Les premières escarmouches livrées par le cheikh Omar et ses partisans ont revêtu un aspect très particulier. Il s'agissait de prévenir les actions hostiles éventuelles du descendant des empereurs du Mali, ou de répondre à celles du chef de Tamba, c'est-à-dire de démanteler le royaume des Djalonkés, où le roi Yimba Sakho ne lui avait réservé qu'un accueil plein de réticence et d'hypocrisie. Il est vrai que le cheikh Omar avait déjà, et maintes fois, proclamé son intention de combattre contre le Paganisme. Mais le roi de Timba était, de son côté, un despote cruel qui commençait à faire subir aux partisans du cheikh Omar de multiples vexations et exactions. Et ce fut, dit-on, Yimba qui attaqua Dinguiraye. Il fut repoussé. Cependant, les partisans du cheikh Omar avaient encore peur de Yimba et des gens de Tamba. C'est pourquoi, rapporte Mage 1, le cheikh voulut les aguerrir en les lançant contre des proies plus faciles. Ce fut l'attaque du village de Labata, dépendant de Tamba. Le succès remporté permit ensuite aux partisans du cheikh d'abattre Tamba.
Vainqueur, le cheikh Omar voulut, après avoir ainsi raffermi le courage de ses troupes et confirmé sa vertu charismatique, semer l'épouvante dans l'esprit des païens. C'est pourquoi il fit mettre à mort les hommes, et garda les femmes et les enfants en esclavage 2.

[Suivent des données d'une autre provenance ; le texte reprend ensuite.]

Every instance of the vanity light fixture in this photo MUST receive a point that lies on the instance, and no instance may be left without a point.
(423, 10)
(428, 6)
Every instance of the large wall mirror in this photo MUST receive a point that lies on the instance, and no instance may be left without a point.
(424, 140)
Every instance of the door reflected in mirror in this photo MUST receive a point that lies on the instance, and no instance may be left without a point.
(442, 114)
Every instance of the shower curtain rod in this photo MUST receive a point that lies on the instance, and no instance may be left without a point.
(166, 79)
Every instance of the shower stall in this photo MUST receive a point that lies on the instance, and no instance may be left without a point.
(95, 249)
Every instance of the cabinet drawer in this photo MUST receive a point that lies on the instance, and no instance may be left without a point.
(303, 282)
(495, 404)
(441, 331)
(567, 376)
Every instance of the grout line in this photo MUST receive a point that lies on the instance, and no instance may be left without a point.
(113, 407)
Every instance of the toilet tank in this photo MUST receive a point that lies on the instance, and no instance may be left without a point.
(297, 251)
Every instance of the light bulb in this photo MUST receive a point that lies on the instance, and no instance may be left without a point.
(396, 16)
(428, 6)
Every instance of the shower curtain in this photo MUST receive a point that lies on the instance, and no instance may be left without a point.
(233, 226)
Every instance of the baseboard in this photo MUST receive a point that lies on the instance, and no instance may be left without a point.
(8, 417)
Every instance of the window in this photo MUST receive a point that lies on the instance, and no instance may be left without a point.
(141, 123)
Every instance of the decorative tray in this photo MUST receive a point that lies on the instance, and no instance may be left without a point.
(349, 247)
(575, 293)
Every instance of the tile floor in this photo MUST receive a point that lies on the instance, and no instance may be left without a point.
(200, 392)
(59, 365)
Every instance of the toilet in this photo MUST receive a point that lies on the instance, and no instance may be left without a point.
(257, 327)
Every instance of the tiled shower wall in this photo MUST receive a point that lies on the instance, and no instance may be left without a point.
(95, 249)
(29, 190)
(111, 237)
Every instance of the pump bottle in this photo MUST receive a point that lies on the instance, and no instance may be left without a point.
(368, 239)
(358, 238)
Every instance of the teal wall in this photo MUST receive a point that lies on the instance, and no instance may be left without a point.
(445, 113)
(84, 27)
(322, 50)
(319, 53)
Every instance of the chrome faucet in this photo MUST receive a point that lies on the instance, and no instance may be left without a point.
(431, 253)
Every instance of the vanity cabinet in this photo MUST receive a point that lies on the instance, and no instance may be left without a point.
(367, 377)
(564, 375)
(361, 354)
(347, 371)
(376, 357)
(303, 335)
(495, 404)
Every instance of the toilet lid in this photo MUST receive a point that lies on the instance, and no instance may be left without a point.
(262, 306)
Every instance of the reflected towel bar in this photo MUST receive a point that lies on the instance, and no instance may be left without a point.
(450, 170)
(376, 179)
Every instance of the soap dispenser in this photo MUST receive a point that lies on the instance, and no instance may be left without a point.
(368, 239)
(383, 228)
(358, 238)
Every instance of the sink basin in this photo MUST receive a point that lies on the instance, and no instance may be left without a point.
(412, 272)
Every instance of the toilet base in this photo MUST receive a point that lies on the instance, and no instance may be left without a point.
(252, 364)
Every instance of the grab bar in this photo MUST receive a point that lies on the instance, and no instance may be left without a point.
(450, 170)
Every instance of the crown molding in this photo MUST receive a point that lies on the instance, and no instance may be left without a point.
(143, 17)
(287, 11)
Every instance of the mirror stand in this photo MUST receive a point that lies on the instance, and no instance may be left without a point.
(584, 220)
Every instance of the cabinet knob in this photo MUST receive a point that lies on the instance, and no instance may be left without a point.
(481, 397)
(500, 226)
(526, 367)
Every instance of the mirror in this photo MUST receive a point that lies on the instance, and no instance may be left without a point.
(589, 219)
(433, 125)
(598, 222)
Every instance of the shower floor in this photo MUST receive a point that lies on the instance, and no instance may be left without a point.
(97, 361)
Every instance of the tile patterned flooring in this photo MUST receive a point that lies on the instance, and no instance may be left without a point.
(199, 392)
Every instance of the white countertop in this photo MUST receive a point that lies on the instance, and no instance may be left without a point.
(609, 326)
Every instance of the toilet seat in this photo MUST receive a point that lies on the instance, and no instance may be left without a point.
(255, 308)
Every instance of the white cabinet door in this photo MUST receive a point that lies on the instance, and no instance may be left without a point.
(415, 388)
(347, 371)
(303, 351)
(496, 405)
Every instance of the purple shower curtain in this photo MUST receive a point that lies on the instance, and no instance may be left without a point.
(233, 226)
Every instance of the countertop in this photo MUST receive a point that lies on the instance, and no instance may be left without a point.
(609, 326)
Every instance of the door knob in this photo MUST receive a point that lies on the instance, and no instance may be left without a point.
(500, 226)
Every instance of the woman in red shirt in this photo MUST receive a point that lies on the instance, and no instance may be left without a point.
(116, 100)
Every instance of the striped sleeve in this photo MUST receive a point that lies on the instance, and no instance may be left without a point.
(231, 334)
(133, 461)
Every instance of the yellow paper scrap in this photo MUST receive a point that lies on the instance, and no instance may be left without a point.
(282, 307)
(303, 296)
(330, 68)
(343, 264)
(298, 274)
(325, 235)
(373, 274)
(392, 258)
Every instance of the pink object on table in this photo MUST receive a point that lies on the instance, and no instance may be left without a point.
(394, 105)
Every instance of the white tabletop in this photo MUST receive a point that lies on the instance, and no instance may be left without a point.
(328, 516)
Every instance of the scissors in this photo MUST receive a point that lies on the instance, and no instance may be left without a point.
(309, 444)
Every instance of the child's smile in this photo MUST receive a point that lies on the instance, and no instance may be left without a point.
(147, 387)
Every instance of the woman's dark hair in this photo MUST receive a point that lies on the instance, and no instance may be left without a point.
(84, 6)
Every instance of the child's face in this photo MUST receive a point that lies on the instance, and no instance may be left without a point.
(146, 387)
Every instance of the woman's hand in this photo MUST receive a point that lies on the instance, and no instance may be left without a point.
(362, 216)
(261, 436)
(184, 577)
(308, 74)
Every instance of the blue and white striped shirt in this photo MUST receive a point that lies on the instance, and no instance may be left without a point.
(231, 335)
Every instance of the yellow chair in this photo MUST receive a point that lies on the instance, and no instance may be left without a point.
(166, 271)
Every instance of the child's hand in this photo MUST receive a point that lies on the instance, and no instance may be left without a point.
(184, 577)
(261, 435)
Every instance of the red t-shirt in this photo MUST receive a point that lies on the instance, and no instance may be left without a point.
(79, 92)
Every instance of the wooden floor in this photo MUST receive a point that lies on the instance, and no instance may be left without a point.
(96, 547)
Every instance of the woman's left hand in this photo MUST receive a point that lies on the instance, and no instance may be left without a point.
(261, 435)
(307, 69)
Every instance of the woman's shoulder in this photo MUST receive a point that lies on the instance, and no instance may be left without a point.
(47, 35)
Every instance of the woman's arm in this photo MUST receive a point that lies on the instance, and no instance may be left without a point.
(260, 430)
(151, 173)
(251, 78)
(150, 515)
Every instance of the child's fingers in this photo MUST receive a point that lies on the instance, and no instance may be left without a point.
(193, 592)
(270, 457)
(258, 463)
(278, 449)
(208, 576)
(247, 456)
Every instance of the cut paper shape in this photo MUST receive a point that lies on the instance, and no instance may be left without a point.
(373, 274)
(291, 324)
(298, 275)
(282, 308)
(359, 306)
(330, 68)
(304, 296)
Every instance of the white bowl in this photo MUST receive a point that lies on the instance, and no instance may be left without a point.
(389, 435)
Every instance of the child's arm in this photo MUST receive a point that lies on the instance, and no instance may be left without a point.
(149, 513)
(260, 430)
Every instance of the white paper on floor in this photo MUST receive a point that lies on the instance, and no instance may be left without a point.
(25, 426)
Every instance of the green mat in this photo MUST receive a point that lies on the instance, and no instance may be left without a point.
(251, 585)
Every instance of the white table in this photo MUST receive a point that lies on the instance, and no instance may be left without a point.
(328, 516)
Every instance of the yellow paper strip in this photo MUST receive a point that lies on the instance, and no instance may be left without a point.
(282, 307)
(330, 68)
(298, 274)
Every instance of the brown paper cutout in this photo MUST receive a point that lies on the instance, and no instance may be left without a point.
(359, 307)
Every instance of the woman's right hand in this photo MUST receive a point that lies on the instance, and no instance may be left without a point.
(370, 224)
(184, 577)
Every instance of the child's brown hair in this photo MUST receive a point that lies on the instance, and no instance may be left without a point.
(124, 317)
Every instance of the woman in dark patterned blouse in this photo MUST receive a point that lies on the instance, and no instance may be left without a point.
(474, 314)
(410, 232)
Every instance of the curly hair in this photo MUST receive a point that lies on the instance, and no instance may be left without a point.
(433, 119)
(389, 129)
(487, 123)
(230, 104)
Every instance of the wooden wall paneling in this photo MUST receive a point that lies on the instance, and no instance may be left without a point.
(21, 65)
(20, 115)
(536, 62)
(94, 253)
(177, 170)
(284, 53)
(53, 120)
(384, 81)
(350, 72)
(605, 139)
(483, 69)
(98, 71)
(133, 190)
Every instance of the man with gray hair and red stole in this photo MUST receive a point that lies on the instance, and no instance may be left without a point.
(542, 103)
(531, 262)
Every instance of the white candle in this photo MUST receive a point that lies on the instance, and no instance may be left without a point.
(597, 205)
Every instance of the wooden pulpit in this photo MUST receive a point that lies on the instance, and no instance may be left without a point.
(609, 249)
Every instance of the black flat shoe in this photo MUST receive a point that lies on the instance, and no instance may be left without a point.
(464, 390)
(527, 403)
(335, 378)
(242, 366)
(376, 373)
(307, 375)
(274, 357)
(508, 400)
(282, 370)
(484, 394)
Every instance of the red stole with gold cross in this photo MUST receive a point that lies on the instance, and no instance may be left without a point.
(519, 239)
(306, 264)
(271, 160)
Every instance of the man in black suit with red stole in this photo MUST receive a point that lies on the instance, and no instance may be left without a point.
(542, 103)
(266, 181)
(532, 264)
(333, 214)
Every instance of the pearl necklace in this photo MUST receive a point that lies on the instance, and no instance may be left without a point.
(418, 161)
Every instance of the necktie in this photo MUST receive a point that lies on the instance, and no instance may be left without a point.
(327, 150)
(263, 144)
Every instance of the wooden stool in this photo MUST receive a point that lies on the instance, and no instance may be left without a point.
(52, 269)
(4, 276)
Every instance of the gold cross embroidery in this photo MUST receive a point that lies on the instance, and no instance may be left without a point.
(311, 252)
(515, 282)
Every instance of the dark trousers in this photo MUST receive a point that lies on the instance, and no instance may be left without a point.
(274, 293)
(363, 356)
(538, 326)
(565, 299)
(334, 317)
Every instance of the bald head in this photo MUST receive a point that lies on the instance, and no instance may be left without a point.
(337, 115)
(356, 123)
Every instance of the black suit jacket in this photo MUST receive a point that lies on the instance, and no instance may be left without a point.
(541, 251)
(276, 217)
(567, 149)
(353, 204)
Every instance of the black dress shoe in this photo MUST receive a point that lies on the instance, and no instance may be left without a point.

Sa réputation, et la confiance de ses partisans, une fois bien établies, le cheikh Omar attaqua, un an après le début des premières escarmouches, le Ménien, et il prit Gonfondé, faisant trancher le cou au roi du Ménien et à tous les hommes, selon la méthode dont il se départira très rarement ensuite. Les femmes furent distribuées à ses partisans, dont le nombre's'accrut sans cesse, les gens s'enrolant autant par conviction que par avidité. De plus, il se créa bientôt, parmi les troupes du cheikh Omar, un véritable « esprit de corps » , ou sentiment de solidarité profonde, qu'Ibn Khaldûn appelait déjà 'asâbiyya, et qui reposait sur des bases très solides : le mythe de la sainteté et de l'invincibilité du cheikh, l'initiation à la même voie (Tidjâniyya) dans la même religion, le sentiment de supériorité que leur conférait le rôle de muhâjirîn (Emigrés, de: Hégire), et, bientôt, celui de mujâhidin (combattants de la foi), tout cela complété et agrémenté par le partage des butins faciles et abondants, et tout celà ressemblant, de surcroît, à ce qui se passa à Médine en Arabie, quand le Prophète et ses « émigrés » s'y installèrent au détriment des tribus juives des Banu Nadîr et des Banu Qurayza 3.
Désormais, le cheikh Omar disposa de plusieurs troupes armées, ou colonnes, et Dinguiraye prit figure de capitale autant que de place forte et de base d'opérations. Les troupes du cheikh descendirent le fleuve Sénégal, et toute une série de villages sans défense notable furent razziés et rasés.
Au terme de ces premières actions, qui évoluèrent peu à peu du réglement de compte à la razzia, et de celle-ci au combat contre les idolâtres, le cheikh Omar se retrouva pratiquement en possession du Haut Sénégal, entre le Fouta-Djalon et le Hodh.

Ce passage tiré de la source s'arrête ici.